I think that person-to-person, flesh and blood shows that feature tired feet, over-priced convention center sandwiches, late nights, and blurry mornings are going to be around for some time to come.
Virtual trade shows are boring. They are so boring that it’s easy to forget they are even happening. I don’t think it is because of the digital format. I think it’s because a virtual format does not remotely demand the emotional, financial, and time commitment from those who attend that physical events do.
A physical trade show is more than an event. It is a process that begins long before you walk through security at the convention center and onto the show floor. In fact, the first step, deciding whether to attend, occurs anywhere from two to six months in advance.
When making the decision whether to go, you have to consider the time and energy cost that comes from traveling to another location and staying there for days. You have to consider what opportunity cost may occur while you are gone. And then there is the financial cost. You have to decide whether you are, if an exhibitor, willing to pay for the booth, the electricity, the furniture, and whatever additional costs may occur: The hotel, the airfare, the freight, the dinners out, the lunches and the breakfasts. If you are an attendee, your costs are lower, but you still have to pay for airfare as well as a hotel and food while in attendance.
You have decided to attend. Now you have to plan when to leave and return as well where to stay. Phone calls and emails pass back and forth between exhibitors and attendees, setting appointments and dinner dates.
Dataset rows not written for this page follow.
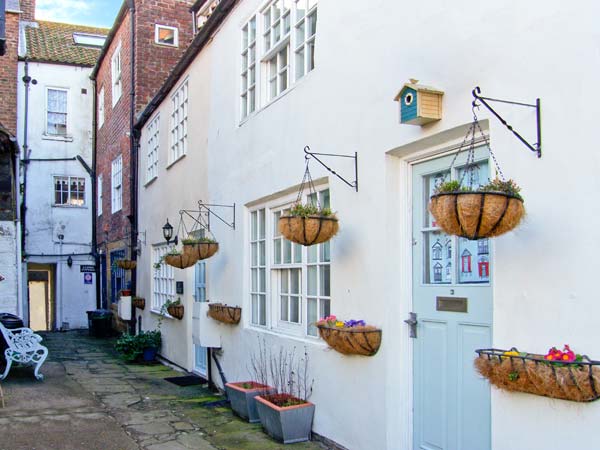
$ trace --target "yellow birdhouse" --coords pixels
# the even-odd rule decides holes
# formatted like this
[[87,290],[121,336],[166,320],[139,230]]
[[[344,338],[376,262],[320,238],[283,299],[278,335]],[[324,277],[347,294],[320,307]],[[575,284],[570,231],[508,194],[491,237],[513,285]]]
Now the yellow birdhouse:
[[418,84],[410,79],[405,83],[395,101],[400,103],[400,123],[425,125],[442,118],[442,96],[444,91]]

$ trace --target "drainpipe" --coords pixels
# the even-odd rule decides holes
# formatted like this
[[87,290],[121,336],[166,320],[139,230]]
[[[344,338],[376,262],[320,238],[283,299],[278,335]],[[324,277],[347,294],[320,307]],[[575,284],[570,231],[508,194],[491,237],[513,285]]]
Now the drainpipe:
[[92,254],[94,256],[94,266],[96,273],[96,309],[102,308],[102,298],[100,295],[100,256],[98,255],[98,239],[96,239],[96,230],[98,224],[96,220],[98,218],[98,186],[96,186],[96,126],[98,121],[98,106],[96,104],[96,79],[92,79],[92,92],[94,98],[92,100],[93,113],[92,113]]
[[[129,194],[130,194],[130,216],[131,216],[131,236],[130,239],[130,251],[131,259],[137,260],[137,138],[135,135],[135,0],[128,0],[129,2],[129,23],[131,25],[131,57],[130,57],[130,72],[131,72],[131,86],[129,89],[129,151],[130,151],[130,173],[129,173]],[[137,270],[131,271],[131,291],[136,294],[137,287]],[[135,334],[135,307],[133,303],[131,305],[131,322],[129,324],[132,334]]]

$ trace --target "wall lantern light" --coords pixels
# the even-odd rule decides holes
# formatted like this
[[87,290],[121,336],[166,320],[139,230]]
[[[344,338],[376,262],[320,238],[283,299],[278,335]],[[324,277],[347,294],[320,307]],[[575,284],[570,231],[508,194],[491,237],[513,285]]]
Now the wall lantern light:
[[165,238],[165,241],[167,241],[167,244],[173,240],[173,244],[177,245],[178,239],[177,236],[173,238],[173,225],[169,223],[169,219],[167,219],[167,223],[162,227],[162,229],[163,237]]
[[69,266],[69,267],[73,266],[73,258],[71,258],[71,255],[69,255],[69,257],[67,258],[67,266]]

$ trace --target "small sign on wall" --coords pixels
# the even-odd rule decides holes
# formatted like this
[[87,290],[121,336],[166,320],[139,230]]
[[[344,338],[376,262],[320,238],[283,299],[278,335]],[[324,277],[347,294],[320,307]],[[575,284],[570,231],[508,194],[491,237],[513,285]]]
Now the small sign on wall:
[[83,284],[92,284],[93,274],[90,272],[86,272],[83,274]]
[[79,266],[80,272],[95,272],[96,266]]

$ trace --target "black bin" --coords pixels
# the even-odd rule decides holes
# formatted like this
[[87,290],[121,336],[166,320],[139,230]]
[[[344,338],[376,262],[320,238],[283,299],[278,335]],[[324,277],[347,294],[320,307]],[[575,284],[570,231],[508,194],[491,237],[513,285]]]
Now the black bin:
[[[19,316],[15,316],[10,313],[0,313],[0,323],[4,325],[5,328],[9,330],[14,330],[15,328],[23,327],[23,320]],[[4,350],[8,348],[8,344],[4,340],[4,336],[0,333],[0,366],[4,366],[6,364],[6,359],[4,358]]]
[[95,311],[87,311],[87,315],[90,336],[102,338],[111,335],[112,311],[108,309],[96,309]]

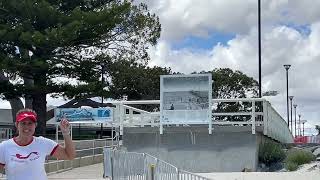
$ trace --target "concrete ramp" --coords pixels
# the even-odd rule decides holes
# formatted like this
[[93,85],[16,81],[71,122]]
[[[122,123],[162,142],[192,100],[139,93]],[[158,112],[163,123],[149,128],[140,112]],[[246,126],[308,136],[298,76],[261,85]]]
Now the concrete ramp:
[[251,134],[249,126],[125,128],[123,146],[129,152],[144,152],[190,172],[240,172],[255,170],[258,146],[263,136]]

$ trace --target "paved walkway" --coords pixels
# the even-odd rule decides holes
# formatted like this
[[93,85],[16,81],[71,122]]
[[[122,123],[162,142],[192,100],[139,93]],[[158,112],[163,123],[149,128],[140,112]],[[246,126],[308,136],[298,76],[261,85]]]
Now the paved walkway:
[[94,164],[90,166],[74,168],[61,173],[52,173],[49,179],[103,179],[103,164]]
[[318,180],[320,172],[232,172],[201,173],[212,180]]
[[[318,162],[317,162],[318,163]],[[320,169],[312,169],[316,163],[310,164],[297,172],[231,172],[231,173],[201,173],[204,177],[213,180],[317,180],[320,178]],[[312,170],[311,170],[312,169]],[[70,171],[53,173],[49,179],[103,179],[103,164],[75,168]]]

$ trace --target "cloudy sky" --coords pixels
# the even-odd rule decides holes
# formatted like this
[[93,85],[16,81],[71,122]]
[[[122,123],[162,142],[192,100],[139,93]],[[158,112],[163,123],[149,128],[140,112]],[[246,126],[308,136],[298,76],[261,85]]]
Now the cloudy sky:
[[[150,65],[184,73],[228,67],[258,80],[257,0],[142,2],[162,24]],[[261,0],[262,90],[279,92],[266,98],[286,119],[283,65],[291,64],[289,95],[307,128],[320,124],[318,7],[320,0]]]
[[[150,66],[173,71],[231,68],[258,79],[258,0],[139,0],[162,25],[159,43],[149,49]],[[320,124],[320,0],[261,0],[262,90],[286,119],[289,94],[307,128]],[[1,102],[0,108],[8,107]],[[48,99],[59,105],[60,99]],[[315,133],[313,131],[313,133]]]

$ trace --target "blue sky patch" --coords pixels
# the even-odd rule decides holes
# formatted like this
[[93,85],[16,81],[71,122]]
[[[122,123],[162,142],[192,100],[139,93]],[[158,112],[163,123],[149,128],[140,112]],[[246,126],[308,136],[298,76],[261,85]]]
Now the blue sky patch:
[[284,25],[289,28],[295,29],[303,36],[309,36],[311,33],[310,25],[308,25],[308,24],[300,25],[300,24],[289,23],[289,24],[284,24]]
[[181,41],[176,41],[172,43],[172,48],[174,50],[179,49],[201,49],[209,50],[212,49],[218,43],[222,45],[227,45],[227,42],[235,38],[235,34],[223,34],[223,33],[210,33],[208,37],[198,37],[198,36],[187,36]]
You have to pack the day before you leave, making decisions on which and how many articles of clothing you will require. Then there is the trip to the airport, the flight delays, the happy arrival, the cab to the hotel, locating your room, unpacking, and, of course, drinking at the bar.
By the time you get to the show, you have committed so much time and money that you are fully invested. In fact, you have invested so much that you will get as much out of the experience as possible.
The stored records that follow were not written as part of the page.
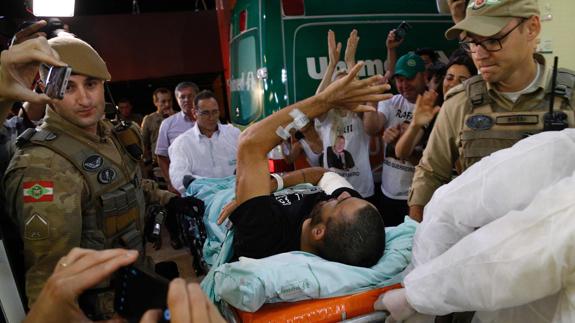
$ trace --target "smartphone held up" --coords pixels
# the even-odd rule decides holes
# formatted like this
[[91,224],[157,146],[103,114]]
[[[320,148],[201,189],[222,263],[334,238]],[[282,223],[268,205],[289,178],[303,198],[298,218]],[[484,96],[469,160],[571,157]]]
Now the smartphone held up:
[[71,74],[72,68],[69,66],[51,66],[46,77],[44,93],[52,99],[62,100]]

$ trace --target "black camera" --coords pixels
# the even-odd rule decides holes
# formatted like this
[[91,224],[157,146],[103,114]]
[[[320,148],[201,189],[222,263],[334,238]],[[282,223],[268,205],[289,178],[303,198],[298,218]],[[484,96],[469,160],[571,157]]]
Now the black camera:
[[69,66],[51,66],[46,77],[46,95],[62,100],[71,74],[72,68]]
[[411,30],[411,25],[405,21],[402,21],[397,28],[395,28],[395,40],[399,41],[405,38],[407,32]]

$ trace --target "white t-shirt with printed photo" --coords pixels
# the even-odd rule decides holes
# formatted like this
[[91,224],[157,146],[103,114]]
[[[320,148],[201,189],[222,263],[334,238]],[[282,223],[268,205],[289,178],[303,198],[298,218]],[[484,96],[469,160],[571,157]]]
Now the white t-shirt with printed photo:
[[373,195],[370,138],[357,113],[346,113],[342,116],[338,111],[330,110],[319,123],[323,141],[321,164],[343,176],[362,197],[370,197]]
[[[411,122],[415,104],[396,94],[391,99],[381,101],[377,111],[385,115],[385,129]],[[413,180],[415,166],[395,158],[395,145],[385,146],[381,168],[381,191],[385,196],[396,200],[407,200],[409,187]]]

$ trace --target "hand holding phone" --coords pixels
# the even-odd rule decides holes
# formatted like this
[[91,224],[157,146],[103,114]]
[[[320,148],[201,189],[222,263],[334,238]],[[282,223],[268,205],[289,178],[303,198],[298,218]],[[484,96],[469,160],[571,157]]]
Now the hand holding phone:
[[405,38],[407,32],[411,30],[411,25],[405,21],[402,21],[397,28],[395,28],[395,40],[400,41]]
[[129,322],[139,322],[149,309],[166,309],[169,281],[138,266],[123,267],[115,275],[114,310]]
[[72,68],[69,66],[51,66],[46,77],[44,93],[52,99],[62,100],[71,74]]

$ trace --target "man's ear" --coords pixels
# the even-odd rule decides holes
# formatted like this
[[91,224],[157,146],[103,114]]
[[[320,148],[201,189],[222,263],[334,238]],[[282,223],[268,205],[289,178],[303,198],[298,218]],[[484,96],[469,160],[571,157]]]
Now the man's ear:
[[194,119],[198,120],[198,110],[196,110],[195,106],[192,106],[192,116]]
[[535,40],[541,32],[541,20],[538,16],[533,16],[527,21],[527,36],[529,40]]
[[318,223],[311,229],[311,234],[314,241],[321,241],[325,236],[325,224]]

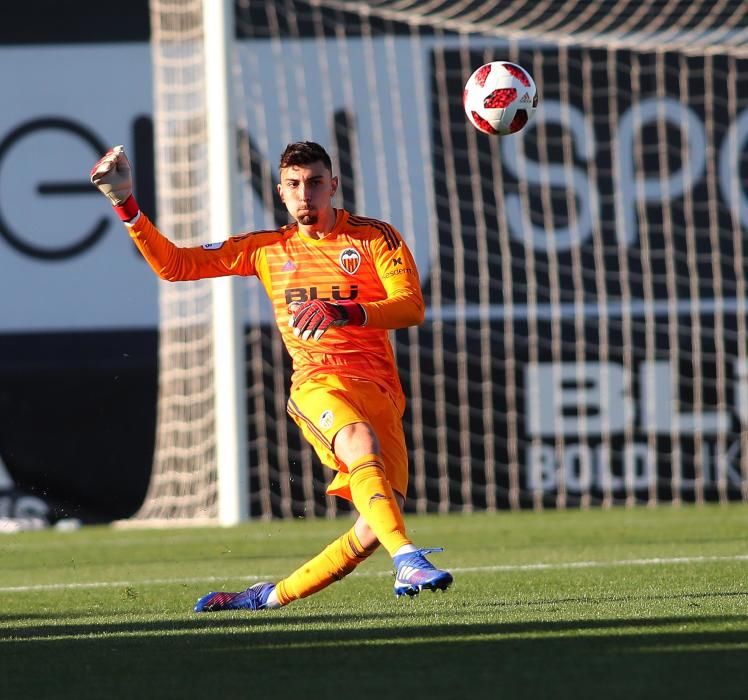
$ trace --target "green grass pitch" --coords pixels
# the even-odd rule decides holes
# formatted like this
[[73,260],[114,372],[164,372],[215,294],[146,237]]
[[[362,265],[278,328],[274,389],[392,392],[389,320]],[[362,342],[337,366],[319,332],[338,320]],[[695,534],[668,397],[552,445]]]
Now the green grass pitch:
[[0,698],[745,698],[748,507],[410,516],[455,574],[378,552],[276,611],[196,615],[348,519],[0,537]]

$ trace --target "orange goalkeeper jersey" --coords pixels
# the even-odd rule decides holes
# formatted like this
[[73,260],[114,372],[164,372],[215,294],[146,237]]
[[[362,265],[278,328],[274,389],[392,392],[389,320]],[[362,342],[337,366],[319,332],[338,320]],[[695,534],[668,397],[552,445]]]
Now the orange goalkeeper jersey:
[[[338,209],[333,230],[321,239],[304,235],[294,223],[194,248],[174,245],[144,214],[128,228],[162,279],[256,275],[293,360],[294,385],[335,373],[376,381],[401,396],[387,331],[421,323],[424,302],[413,256],[389,224]],[[297,338],[288,307],[315,298],[360,303],[366,325],[332,327],[318,341]]]

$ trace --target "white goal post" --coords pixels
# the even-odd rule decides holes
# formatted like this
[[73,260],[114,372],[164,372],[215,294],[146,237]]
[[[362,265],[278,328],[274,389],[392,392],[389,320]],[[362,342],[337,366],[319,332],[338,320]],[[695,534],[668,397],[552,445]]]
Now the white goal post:
[[[151,7],[167,235],[194,245],[285,223],[277,158],[312,139],[333,156],[337,204],[392,222],[413,249],[427,319],[392,336],[409,509],[748,497],[748,5]],[[233,185],[208,167],[208,124],[228,117],[206,90],[203,23],[221,8],[235,23],[221,70],[236,128],[220,148],[225,175],[236,137],[236,226]],[[464,82],[490,60],[537,84],[537,115],[518,135],[483,136],[464,116]],[[262,290],[235,284],[243,352],[228,379],[213,375],[214,338],[236,345],[213,325],[211,285],[162,287],[157,448],[135,520],[230,522],[245,497],[252,517],[347,510],[287,419],[290,367]],[[224,384],[233,418],[218,416]],[[227,448],[240,461],[223,479],[217,426],[245,408]],[[225,498],[234,516],[220,514]]]
[[[233,106],[234,2],[203,3],[208,212],[211,240],[239,229],[236,109]],[[239,280],[212,282],[218,521],[235,525],[249,517],[247,391],[244,306]]]

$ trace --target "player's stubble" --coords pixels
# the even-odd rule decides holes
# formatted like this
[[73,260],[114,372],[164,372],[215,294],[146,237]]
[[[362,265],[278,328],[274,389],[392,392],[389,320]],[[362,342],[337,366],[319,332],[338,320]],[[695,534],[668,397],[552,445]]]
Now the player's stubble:
[[296,221],[302,226],[313,226],[319,220],[319,216],[314,212],[307,212],[306,214],[299,214]]

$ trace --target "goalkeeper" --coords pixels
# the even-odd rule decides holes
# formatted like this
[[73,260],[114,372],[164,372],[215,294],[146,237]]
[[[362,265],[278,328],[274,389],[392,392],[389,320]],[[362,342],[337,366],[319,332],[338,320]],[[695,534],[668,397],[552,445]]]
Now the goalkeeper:
[[256,275],[270,297],[291,359],[288,413],[323,464],[327,492],[352,501],[353,527],[277,583],[212,592],[196,612],[261,610],[311,595],[355,569],[381,544],[393,558],[395,594],[445,590],[437,569],[406,534],[402,515],[408,455],[405,407],[388,331],[424,317],[418,271],[389,224],[333,207],[338,178],[319,144],[289,144],[278,194],[293,223],[222,243],[180,248],[140,211],[130,164],[117,146],[91,170],[143,257],[165,280]]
When attending a virtual show, you never leave your chair, so there is little in the way of anticipation because your time and financial costs have been so low. As a result, your urgency to get the most out of the moment is minimal. In fact, there is so little investment on the part of the attendees that it is easy to forget a virtual show is even happening.
I am sure it will eventually become possible to put on a virtual trade show that demands your attendance but I think it will have to result from a much bigger commitment on the part of he exhibitor or attendee.
Perhaps, with time, people will no longer be willing to put out the energy to go to the real thing. Until then, I think that person-to-person, flesh and blood shows that feature tired feet, over-priced convention center sandwiches, late nights, and blurry mornings are going to be around for some time to come.